All told, Juglaris’s The Hours includes five adjoining friezes, each framed in ornamental molding, extending around three sides of the 20 x 60-foot Memorial Hall. The two longest friezes, the Hours of Labor and the Hours of Sleep, decorate the Memorial Hall’s north and south side walls. Flanked by panels representing Morning and Evening, the Hours of Pleasure—also known as the Flying Hours—appear on high directly opposite the library’s main colonnaded entrance, greeting those who have come for personal pleasure, leisure, and edification.
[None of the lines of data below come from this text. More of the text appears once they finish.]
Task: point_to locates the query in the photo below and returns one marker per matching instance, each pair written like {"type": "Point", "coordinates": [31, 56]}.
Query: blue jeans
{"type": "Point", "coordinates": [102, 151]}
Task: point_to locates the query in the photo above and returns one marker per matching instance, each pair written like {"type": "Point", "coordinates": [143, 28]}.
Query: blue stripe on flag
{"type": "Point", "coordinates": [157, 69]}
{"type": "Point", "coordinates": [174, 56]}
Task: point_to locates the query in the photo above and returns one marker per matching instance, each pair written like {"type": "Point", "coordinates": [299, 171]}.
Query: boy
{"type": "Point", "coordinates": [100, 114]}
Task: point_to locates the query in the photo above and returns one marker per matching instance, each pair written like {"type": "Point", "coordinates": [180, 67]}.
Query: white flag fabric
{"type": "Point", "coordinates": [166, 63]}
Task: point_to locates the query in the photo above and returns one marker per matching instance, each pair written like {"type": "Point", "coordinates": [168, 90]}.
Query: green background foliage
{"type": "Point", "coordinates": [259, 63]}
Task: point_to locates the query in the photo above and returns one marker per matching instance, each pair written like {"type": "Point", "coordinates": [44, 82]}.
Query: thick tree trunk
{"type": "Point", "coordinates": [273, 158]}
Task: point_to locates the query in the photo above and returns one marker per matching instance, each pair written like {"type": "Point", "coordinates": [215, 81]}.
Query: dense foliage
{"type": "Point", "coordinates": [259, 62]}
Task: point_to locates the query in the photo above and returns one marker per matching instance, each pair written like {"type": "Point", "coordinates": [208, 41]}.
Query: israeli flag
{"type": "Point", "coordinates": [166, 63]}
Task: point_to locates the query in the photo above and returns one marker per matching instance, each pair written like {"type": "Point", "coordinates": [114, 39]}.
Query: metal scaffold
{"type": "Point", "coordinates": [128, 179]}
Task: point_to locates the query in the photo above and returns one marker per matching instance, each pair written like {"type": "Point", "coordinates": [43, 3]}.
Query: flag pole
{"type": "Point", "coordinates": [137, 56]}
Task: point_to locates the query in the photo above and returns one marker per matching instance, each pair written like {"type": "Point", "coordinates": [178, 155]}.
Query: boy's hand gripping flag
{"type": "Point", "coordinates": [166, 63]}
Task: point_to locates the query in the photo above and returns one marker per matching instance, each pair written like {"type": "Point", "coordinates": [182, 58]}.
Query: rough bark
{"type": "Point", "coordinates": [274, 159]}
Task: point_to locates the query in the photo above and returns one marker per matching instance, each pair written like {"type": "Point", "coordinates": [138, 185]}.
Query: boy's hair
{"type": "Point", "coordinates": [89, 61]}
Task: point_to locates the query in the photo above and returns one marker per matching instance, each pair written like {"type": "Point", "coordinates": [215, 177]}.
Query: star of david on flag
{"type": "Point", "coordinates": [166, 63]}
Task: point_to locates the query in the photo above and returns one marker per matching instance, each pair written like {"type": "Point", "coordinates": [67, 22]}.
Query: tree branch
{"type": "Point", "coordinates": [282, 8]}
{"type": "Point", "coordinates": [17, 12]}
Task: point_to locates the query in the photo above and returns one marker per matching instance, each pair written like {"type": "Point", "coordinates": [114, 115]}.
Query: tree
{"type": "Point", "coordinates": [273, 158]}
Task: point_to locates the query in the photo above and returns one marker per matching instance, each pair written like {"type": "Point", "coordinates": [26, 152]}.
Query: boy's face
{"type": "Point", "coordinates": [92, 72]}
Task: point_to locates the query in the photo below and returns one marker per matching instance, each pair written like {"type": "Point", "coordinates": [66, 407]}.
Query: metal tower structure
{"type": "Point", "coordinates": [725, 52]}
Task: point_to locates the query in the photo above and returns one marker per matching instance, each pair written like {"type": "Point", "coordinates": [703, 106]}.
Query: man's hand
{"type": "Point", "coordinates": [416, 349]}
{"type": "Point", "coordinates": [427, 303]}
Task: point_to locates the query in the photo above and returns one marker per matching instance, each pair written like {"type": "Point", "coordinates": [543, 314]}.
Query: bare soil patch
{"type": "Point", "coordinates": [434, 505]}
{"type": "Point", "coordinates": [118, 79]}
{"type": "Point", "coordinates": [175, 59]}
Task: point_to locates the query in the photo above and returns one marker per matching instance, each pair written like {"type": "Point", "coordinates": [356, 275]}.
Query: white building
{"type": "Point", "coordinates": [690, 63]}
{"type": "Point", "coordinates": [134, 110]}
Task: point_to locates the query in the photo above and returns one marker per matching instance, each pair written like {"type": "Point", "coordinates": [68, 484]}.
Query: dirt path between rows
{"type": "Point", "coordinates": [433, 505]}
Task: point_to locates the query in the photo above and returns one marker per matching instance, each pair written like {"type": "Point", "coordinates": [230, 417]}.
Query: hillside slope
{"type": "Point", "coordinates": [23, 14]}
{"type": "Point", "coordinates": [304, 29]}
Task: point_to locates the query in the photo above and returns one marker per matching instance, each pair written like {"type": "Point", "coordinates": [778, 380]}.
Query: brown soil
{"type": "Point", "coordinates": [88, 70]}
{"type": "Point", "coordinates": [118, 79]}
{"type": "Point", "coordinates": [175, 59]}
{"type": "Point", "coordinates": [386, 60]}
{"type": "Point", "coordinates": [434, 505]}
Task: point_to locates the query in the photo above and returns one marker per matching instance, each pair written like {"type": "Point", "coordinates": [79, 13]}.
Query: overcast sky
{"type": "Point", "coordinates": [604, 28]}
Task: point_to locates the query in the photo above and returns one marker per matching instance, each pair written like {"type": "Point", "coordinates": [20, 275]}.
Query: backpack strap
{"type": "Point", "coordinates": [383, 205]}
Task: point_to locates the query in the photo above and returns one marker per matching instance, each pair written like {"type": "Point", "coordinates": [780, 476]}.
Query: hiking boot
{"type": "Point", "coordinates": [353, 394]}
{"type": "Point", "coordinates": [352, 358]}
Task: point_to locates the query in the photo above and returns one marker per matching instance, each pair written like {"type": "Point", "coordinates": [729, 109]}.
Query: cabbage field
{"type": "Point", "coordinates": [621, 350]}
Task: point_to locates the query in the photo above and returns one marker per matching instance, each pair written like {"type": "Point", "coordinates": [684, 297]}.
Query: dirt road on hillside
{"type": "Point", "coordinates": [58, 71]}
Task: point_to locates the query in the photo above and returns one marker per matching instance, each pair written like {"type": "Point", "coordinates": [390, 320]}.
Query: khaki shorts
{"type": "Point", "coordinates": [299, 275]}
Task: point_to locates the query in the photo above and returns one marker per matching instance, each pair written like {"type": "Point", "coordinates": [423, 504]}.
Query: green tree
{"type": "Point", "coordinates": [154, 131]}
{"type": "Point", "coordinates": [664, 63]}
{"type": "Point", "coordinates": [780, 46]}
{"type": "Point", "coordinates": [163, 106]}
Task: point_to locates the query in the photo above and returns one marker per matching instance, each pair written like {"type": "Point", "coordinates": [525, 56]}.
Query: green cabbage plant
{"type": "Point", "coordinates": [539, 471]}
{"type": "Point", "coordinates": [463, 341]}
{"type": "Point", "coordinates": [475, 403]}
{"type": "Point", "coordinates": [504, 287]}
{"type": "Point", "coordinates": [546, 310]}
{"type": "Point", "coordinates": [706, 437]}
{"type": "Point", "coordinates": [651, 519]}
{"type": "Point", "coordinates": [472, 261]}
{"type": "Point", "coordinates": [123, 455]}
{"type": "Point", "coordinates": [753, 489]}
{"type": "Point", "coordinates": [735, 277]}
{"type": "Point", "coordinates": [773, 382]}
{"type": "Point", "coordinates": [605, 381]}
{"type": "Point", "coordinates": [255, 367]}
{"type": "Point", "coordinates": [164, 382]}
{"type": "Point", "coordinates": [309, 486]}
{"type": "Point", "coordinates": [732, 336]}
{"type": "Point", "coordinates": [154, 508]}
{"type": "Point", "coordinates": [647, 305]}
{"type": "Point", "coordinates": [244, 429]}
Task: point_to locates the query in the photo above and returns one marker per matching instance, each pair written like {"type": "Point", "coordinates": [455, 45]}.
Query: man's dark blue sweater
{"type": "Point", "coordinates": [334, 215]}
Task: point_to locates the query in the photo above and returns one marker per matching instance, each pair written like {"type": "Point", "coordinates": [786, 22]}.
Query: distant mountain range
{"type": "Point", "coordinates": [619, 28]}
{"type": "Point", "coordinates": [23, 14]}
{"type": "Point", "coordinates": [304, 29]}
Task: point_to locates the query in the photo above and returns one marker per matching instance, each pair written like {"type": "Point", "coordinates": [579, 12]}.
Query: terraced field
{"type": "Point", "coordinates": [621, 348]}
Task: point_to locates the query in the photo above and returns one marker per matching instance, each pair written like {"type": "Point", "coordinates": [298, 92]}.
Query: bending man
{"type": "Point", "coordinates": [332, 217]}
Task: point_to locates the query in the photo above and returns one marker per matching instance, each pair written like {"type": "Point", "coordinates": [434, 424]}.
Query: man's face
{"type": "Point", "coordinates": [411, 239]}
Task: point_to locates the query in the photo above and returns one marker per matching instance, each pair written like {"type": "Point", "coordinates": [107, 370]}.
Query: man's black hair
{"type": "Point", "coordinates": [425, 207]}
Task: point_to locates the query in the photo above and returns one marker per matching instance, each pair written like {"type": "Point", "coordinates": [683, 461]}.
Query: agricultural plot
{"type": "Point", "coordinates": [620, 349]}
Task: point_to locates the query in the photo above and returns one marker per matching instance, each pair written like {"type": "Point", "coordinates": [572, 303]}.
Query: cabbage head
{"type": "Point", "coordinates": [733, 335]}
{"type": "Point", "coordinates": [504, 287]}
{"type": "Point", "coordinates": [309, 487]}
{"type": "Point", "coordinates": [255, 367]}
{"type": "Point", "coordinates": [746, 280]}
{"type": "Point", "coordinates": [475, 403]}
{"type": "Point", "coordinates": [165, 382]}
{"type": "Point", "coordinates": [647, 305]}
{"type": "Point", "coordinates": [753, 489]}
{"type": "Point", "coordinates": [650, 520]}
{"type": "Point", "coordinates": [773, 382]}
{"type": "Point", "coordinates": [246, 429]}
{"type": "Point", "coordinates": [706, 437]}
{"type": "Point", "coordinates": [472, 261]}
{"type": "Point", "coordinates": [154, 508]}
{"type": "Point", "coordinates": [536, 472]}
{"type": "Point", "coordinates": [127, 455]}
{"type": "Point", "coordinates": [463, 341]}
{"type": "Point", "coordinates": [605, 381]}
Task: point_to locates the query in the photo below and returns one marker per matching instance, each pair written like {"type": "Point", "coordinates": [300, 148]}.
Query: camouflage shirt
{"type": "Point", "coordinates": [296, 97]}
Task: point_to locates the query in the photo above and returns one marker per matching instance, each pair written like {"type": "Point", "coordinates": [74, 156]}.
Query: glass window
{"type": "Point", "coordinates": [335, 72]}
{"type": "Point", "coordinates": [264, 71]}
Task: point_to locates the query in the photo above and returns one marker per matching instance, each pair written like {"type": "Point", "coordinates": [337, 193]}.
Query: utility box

Reporting on Juglaris’s second commission at Franklin, apparently after reviewing the artist’s own preliminary sketches, the New York Times described the allegorical Hours of Pleasure and its companion panels, Morning and Evening, as a “large mural painting,” adding: “Eight partly draped figures of the Hours are swinging hand in hand through the air against a backdrop of gold. Another panel shows Morning attended by Prudence with her mirror, the Morning Star with a star on her forehead, and Fortune with her wheel. Dawn flies before the chariot of Morning, dripping dew from a jar. On the other side will be Evening in the chariot of the moon with black horses, followed by two figures, bearing an olive branch, the other, a draped female figure of Vendetta, clutching a dagger. On the right of this panel are peasants returning from labor.”
After the full installation of The Hours, critic Irene Sargent, writing for Gustav Stickley’s well-known The Craftsman magazine, lauded the “beautiful lines,” compositional balance, and “mosaic or bouquet of color” of the Franklin friezes, which offered themselves as “a study in chiaroscuro.” Typical was Sargent’s appreciation for Juglaris’s Morning: “Here, the dark sinister figure of the ‘cruel goddess’ Fortune plays an important role; since it adds weight to the compact mass at the right which is necessary to balance the freer, more diffuse group on the opposite side. Then, owing to the separation of the two groups naturally affected by the chariot, two fine, irregular sweeping lines are produced, curving downward, and leaving much open space; while the upper portion of the background is made sufficiently interesting by the outstretched arms and wings, and the attributes of the figures.” Adding to the exuberance of the five frieze panels was Juglaris’s choice of vivid jewel-tone colors for the flowing capes and gowns of his many allegorical figures—red, green, rose, yellow, violet, turquoise, and sapphire-blue—all in relief against lustrous gold backgrounds.
Juglaris’s choice of The Hours as the subject of his friezes for the Memorial Hall of the Franklin Public Library may have been inspired by contemporaneous events. At the turn of the twentieth century, laborers were agitating for an eight-hour work day that would also assure them of adequate time for sleep and rejuvenating leisure. Amid its imagery and symbolism, The Hours appeals to the ideal of work-life balance—still an important concern today. Together, Juglaris’s murals and friezes offer a pleasing vision of civic cooperation and harmony, grounded in a life of thoughtful contemplation and well-ordered creativity. They suit their location well: they are a fitting decoration for a public building dedicated overall to fostering the well-being of citizens and cultivating an informed democratic society.